In 2017, we (Agade and pb4) had a go at cracking Coders Strike Back - an AI programming competition on the Codingame platform - with Reinforcement Learning methods. Despite unimpressive results at the time, our second attempt took place early in 2019. This endeavor proved to be a huge success: we now occupy the number 1 spot on the leaderboard and have achieved over 95% winrate against Pen's previously uncontested AI. We are thrilled with this achievement and the fact that we have inspired other players to pursue the same goal.
CSB is a unique multiplayer game where the widest variety of algorithms have dominated the leaderboard through successive time periods. With this work, we hope to bring new techniques of reinforcement learning on the platform.
In this article we assume some knowledge of neural networks (NN). The neural network is a machine learning technique among others (SVM, Random Forest, k-nearest neighbors...) which is particularly powerful if you have enough data to avoid overfitting. Overfitting happens when your model specialises/memorises a relatively small dataset without learning to generalize to data not part of the training examples. Neural networks were first introduced in the 60s but with improvements and access to the computational power of the GPU the era of so-called deep learning started circa 2012 with record accuracy on imagenet. A sufficiently large neural network can learn to mimic most functions from inputs to outputs, given enough (input,output) examples. For this reason NNs are commonly referred to as "function approximators". We used the "vanilla" flavor of dense feed-forward neural networks with leaky rectified linear unit activations (leaky relu) and minibatch gradient descent with momentum. To learn about neural networks we recommend online courses, video series, blog posts and spamming @inoryy.

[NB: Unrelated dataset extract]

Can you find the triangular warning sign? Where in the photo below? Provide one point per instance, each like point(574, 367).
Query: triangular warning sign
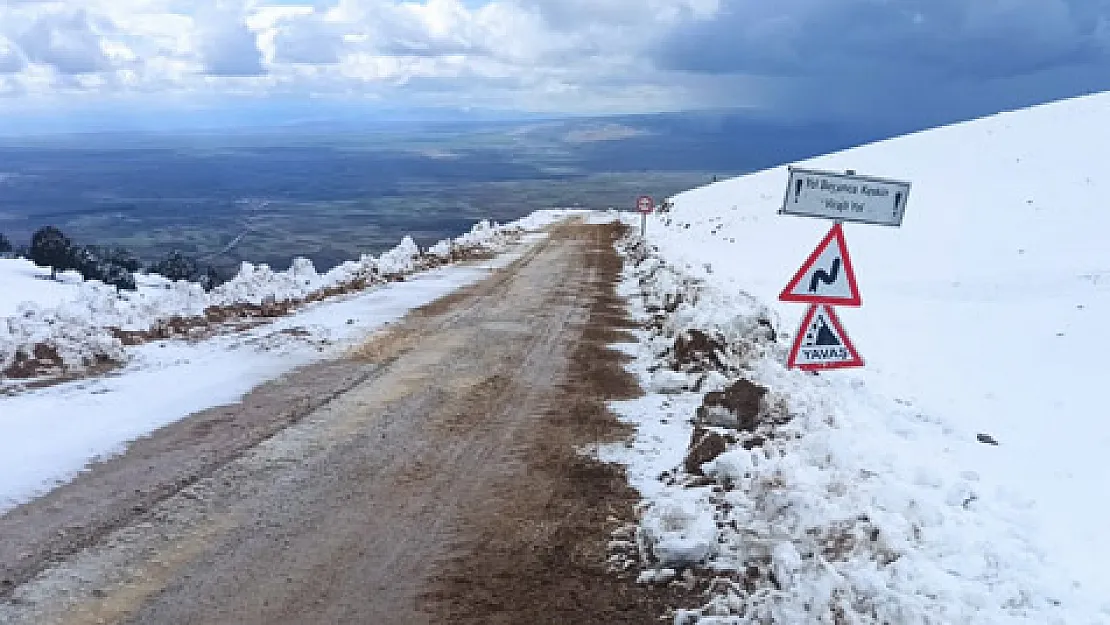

Q Learning is originally a tabular reinforcement learning technique applied to games with a finite number of states and actions. The value of a state is typically denoted V: this would be the evaluation function a lot of Codingame players are used to. Q(state,action) represents the evaluation of playing an action when the agent perceives the environment's state. The Q value represents the expected discounted sum of future rewards assuming perfect play in the future:
Q(state,action) = reward_1 + γ*reward_2 + γ^2*reward_3 + ...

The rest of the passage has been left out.